Étant donné que les expériences antérieures de ces femmes peuvent les dissuader de s’identifier volontairement au Service correctionnel du Canada, l’ACSEF a aussi offert son aide à cet égard. Les membres du Comité d’enquête nous ont assuré que le respect de la confidentialité et de l’anonymat seront assurés. Malgré tout, peut-être qu’aucune autre femme ne s’identifiera.
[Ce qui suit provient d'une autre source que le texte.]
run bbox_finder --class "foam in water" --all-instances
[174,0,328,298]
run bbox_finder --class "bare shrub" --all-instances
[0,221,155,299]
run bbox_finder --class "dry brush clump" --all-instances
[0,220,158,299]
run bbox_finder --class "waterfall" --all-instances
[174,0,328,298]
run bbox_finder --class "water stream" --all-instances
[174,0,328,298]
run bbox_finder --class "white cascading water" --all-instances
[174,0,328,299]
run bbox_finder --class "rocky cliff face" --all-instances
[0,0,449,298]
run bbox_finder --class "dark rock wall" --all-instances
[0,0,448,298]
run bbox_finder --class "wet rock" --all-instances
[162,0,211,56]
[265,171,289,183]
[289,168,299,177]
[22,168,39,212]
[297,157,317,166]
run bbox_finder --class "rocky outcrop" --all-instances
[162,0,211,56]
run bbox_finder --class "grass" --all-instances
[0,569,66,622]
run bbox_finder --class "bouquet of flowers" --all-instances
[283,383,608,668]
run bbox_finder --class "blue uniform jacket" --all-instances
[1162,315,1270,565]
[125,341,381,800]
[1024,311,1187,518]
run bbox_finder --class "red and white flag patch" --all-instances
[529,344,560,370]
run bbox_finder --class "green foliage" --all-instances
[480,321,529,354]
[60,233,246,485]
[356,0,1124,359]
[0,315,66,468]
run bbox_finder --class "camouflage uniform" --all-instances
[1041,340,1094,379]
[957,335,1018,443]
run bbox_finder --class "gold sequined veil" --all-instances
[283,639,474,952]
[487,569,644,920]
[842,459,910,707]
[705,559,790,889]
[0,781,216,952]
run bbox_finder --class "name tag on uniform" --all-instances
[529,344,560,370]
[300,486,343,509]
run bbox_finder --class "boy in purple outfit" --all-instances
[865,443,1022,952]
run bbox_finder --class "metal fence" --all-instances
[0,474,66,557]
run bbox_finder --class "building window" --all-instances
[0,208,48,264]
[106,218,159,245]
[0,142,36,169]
L’ACSEF a fait face à de tels défis par le passé, lors de la phase recherche du dossier sur la défense des femmes battues. Nous faisions face au défi d’essayer de localiser les femmes ayant besoin d’aide mais ne désirant pas être identifiées publiquement. Par conséquent, l’ACSEF a offert de faciliter les contacts pour les femmes. Nous respecterions, bien sûr, le désir des femmes qui veulent demeurer dans l’anonymat, tout en recueillant les informations nécessaires afin de justifier leurs requêtes.

Le ministre, Andy Scott, s’est engagé à assurer que les prisonnières, ayant été sujettes à des expériences LSD soient traitées de façon équitable et à résoudre l’ensemble du dossier de façon rapide et juste. Le ministre s’attend à recevoir le rapport du Centre McGill avant l’ajournement de la Chambre des Communes à l’été.